2D CondX QQ plots

This document provides more explanations for the 2D QQ plots conditioned on X values, with code (Python) and a few examples.

We start with a few imports and definitions of helper functions.

Code
import numpy
from statsmodels.graphics import gofplots
import scipy
Code
import matplotlib.pyplot as plt
from matplotlib.patches import Rectangle

Reusing scipy.stats QQ plot utilities as much as possible.

Code
def get_qqplot(probplot):
    return probplot.theoretical_quantiles, probplot.sample_quantiles

Introduce rotation and translation functions.

Code
def rotate(x, y, theta):
    xrot = []
    yrot = []
    for u, v in zip(x, y):
        x_ = u * numpy.cos(theta) + v * numpy.sin(theta)
        y_ = v * numpy.cos(theta) - u * numpy.sin(theta)
        xrot.append(x_)
        yrot.append(y_)
    return xrot, yrot
Code
def translate(x,y, x0=0, y0=0):
    return [_x + x0 for _x in x], [_y + y0 for _y in y]

First, let’s make sure the QQ plot + transforms work as expected. Create fake empirical data by sampling from a standard normal distribution, and compare it with a reference centered uniform distribution in [-4, 4].

Code
data = numpy.random.normal(0, 1, size=1000)
probplot = gofplots.ProbPlot(data, scipy.stats.uniform, a=0, loc=-4, scale=8)
x, y = get_qqplot(probplot)

Get the QQ plot (left), and perform a rotation (right) around the (0,0) point with a 45 degree angle.

Code

fig, axs = plt.subplots(nrows=1, ncols=2)

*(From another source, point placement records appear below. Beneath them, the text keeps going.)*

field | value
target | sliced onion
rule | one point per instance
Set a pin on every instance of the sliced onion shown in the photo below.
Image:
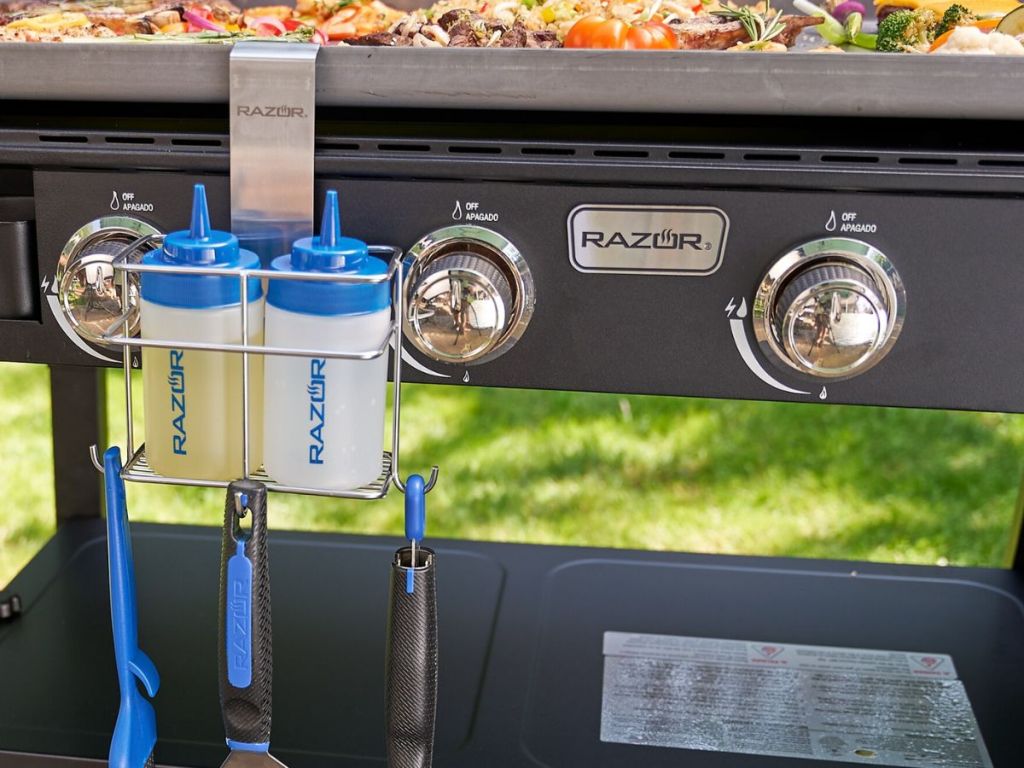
(204, 24)
(271, 22)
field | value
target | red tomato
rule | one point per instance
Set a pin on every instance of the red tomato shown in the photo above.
(597, 32)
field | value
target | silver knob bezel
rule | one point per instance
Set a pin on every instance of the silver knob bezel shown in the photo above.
(105, 227)
(508, 258)
(888, 286)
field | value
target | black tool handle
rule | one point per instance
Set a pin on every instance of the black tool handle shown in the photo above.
(245, 650)
(412, 662)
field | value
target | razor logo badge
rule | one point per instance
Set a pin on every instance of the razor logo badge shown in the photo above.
(647, 240)
(246, 111)
(317, 395)
(176, 380)
(239, 620)
(667, 240)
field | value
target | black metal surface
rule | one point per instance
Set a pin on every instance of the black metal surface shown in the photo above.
(608, 81)
(520, 628)
(962, 290)
(246, 712)
(10, 607)
(18, 297)
(78, 402)
(411, 662)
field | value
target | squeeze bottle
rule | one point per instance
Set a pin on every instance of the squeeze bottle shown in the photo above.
(325, 417)
(194, 398)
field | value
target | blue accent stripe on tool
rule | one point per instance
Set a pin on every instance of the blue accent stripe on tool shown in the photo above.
(239, 621)
(246, 747)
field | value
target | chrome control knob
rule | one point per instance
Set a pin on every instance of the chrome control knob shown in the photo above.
(470, 295)
(90, 290)
(832, 308)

axs[0].plot(x, y, ".b", label="qq")
xlim = axs[0].get_xlim()
axs[0].plot(xlim, xlim, "r-", label="x=y")
axs[0].set_title("QQ plot for one bin")
axs[1].plot(*rotate(x, y, -45 * numpy.pi / 180), ".b")
axs[1].plot(*rotate(xlim, xlim, -45 * numpy.pi / 180), "r-")
axs[1].set_xlim(1.414 * numpy.array(xlim))
axs[1].set_ylim(1.414 * numpy.array(xlim))
axs[1].set_title("QQ plot rotated by 45 degrees")
plt.show()

Notice the \(\sqrt{2}\) scaling that comes from rotating the \(y=x\) line by \(45\) degrees.

2D case

Now let’s do the 2D case. Consider that the data is generated by an underlying joint pdf $p(x,y). The idea is simple: first, we bin the 2D data into \(N\) equal size bins, where each bin is centered on \(\lbrace{x_b\rbrace}_{i=1}^N\). Then, we use the approximation \(p(y|x) = p(y|x_b)\) for all \(x\)’s in bin \(b\), ie. we do as, within the bin, all data came from the pure distribution \(p(y|x_b)\). For each bin, we can then get a QQ plot and rotate and shift it appropriately. Note that the reference distribution in the 2D case is not a joint distribution, but a sequence of conditional \(p(y|x_b)\) distributions.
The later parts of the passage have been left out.